The thought crystallized slowly, taking shape like ice forming on a winter pond.

"There's another option," I said.

"What option?"

"Marriage."

Silence on the other end. Then: "You can't be serious."

"If she's my wife, she's protected. Legally, socially, in every way that matters. No one touches the wife of Vasily Chernov—not Pankratov, not the authorities, not anyone. It would bind her to me publicly, irrevocably. It would make her untouchable."

"It would also make her a permanent part of your life. Of our life." Semyon's voice was careful, probing. "Is that what you want?"

I looked at the monitor, at the woman sleeping in my guest room. The woman who hated me, feared me, would probably fight me every step of the way.

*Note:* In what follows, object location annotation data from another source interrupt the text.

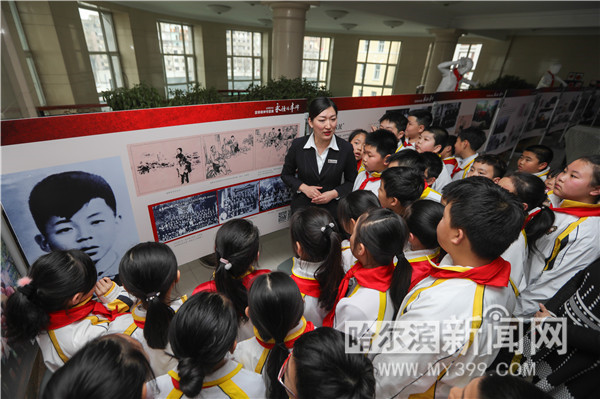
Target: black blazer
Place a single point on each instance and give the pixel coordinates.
(300, 166)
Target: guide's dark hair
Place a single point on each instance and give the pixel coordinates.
(276, 306)
(384, 141)
(374, 230)
(542, 152)
(55, 278)
(409, 158)
(320, 243)
(319, 105)
(494, 386)
(440, 135)
(355, 133)
(531, 190)
(494, 161)
(404, 183)
(433, 163)
(397, 118)
(107, 367)
(355, 204)
(64, 194)
(238, 242)
(422, 218)
(486, 212)
(423, 117)
(475, 137)
(203, 330)
(324, 370)
(148, 271)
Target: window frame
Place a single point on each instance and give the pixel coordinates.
(186, 55)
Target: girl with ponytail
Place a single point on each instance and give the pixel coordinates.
(236, 250)
(201, 334)
(148, 271)
(379, 235)
(317, 267)
(54, 305)
(275, 308)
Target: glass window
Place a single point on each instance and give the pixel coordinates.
(376, 67)
(100, 38)
(471, 51)
(316, 61)
(179, 62)
(244, 53)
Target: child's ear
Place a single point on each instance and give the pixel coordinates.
(42, 242)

The woman I couldn't imagine letting go.

"Yes," I said. "That's exactly what I want."

"She'll never agree."

"She doesn't have to." The words tasted like ash, but I said them anyway. "She just has to say the vows."

Another long pause. "Vasily... this is crossing a line. Even for us."

"The line was crossed the moment I took her." I stood, moving to the window, looking out at the moonlit sea. "This is just following through. Making it permanent. Keeping her safe in the only way I know how."

"And if she never forgives you?"

I thought of her fury, her defiance, the fire in her eyes when she'd called me insane. She would fight this. She would hate me for it, at least at first.

But she would be alive. She would be mine. And in time, perhaps, she would understand.

"Then I'll have a wife who hates me," I said quietly. "I can live with that."

I ended the call and stood in the darkness, watching the waves crash against the cliffs below. Somewhere in the house, Gabrielle was sleeping—dreaming, perhaps, of escape. Of her old life. Of a future that didn't include me.

She didn't know it yet, but that future was already gone.

Tomorrow, I would tell her. Tomorrow, I would watch the horror dawn in her eyes when she realized what I intended.

But tonight, I let her sleep in peace.

It was the last peace either of us would have for a long time.